Ouf ! c’est fini ! Eh bien ! est-ce assez joliment troussé ? Êtes-vous contents de moi, vous autres ?

MOLIÈRE.

Certes, mais Beauval aussi n’a pas mal joué.

JEANNE.

Lui ! Par exemple !

BEAUVAL, à Jeanne, lui montrant Molière.

Tu l’entends !

JEANNE.

C’est un intrus ! il ne sait rien de rien. Est-ce qu’on le connaît, est-ce qu’il s’y connaît ?

MOLIÈRE.

Maintenant il faut conclure, n’est-ce pas, Messieurs, il est temps...

CORMIER.

Oui, c’est mon avis.

MOLIÈRE.

Je pense donc que l’espèce de défilé que nous venons de voir, que l’olla podrida dont on vient de nous régaler, et qui s’est faite comme ces ignorants d’apothicaires font leur thériaque, est...

CORMIER.

D’un ragoût...

MOLIÈRE.

Détestable ! Il faut donc y renoncer, et revenir à une vraie comédie, à la pièce, par exemple, qui est en réserve dans la poche de notre Directeur.

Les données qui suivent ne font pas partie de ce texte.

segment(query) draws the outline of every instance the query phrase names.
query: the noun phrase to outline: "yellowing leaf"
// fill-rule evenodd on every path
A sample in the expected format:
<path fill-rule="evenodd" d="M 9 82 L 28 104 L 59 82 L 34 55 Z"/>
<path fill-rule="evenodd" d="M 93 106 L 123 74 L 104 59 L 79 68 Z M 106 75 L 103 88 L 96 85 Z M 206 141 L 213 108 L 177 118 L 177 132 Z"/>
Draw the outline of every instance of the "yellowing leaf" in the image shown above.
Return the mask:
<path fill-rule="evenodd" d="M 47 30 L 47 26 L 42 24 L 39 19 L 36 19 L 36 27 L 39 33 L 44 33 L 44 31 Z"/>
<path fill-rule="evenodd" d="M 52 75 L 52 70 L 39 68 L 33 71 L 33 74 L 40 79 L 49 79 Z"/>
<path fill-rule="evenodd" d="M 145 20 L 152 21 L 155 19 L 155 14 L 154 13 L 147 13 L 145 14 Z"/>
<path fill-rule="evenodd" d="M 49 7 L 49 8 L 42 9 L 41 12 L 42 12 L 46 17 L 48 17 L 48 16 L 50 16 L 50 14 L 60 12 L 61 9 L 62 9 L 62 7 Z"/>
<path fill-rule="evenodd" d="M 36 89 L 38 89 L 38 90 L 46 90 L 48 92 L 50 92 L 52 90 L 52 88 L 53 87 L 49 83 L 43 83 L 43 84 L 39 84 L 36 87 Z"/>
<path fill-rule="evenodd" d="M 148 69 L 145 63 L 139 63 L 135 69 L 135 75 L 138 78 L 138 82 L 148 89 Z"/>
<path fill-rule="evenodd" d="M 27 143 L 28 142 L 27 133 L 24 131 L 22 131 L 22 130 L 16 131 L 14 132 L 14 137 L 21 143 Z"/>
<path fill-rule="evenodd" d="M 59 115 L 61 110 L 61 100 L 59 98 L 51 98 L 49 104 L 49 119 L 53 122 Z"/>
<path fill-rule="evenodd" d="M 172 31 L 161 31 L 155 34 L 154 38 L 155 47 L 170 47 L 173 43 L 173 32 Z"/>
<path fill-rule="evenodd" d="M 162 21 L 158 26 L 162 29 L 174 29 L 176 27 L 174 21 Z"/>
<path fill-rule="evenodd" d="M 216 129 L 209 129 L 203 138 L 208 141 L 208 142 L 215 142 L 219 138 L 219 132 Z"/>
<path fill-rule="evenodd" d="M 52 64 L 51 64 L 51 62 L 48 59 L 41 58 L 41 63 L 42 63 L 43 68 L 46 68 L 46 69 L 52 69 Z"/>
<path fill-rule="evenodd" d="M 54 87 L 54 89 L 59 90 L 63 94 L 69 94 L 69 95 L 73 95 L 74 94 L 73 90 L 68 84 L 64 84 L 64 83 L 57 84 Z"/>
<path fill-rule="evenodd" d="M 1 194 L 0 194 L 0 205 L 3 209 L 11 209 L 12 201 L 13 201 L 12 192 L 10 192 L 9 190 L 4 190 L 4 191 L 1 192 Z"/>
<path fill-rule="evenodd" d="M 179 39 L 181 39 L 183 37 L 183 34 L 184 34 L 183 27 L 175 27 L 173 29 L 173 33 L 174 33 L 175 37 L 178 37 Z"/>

DU CROISY, se mettant à droite de Cormier.

C’est mon sentiment.

CORMIER.

Vous croyez ?

LA THORILLIÈRE, de même à gauche.

J’en suis sûr.

DU CROISY.

N’hésitez pas.

LA THORILLIÈRE,

Vous pouvez nous en croire.

MOLIÈRE.

Ce sera prudent.

La Thorillière lui ayant passé la pièce enfin donnée par Cormier.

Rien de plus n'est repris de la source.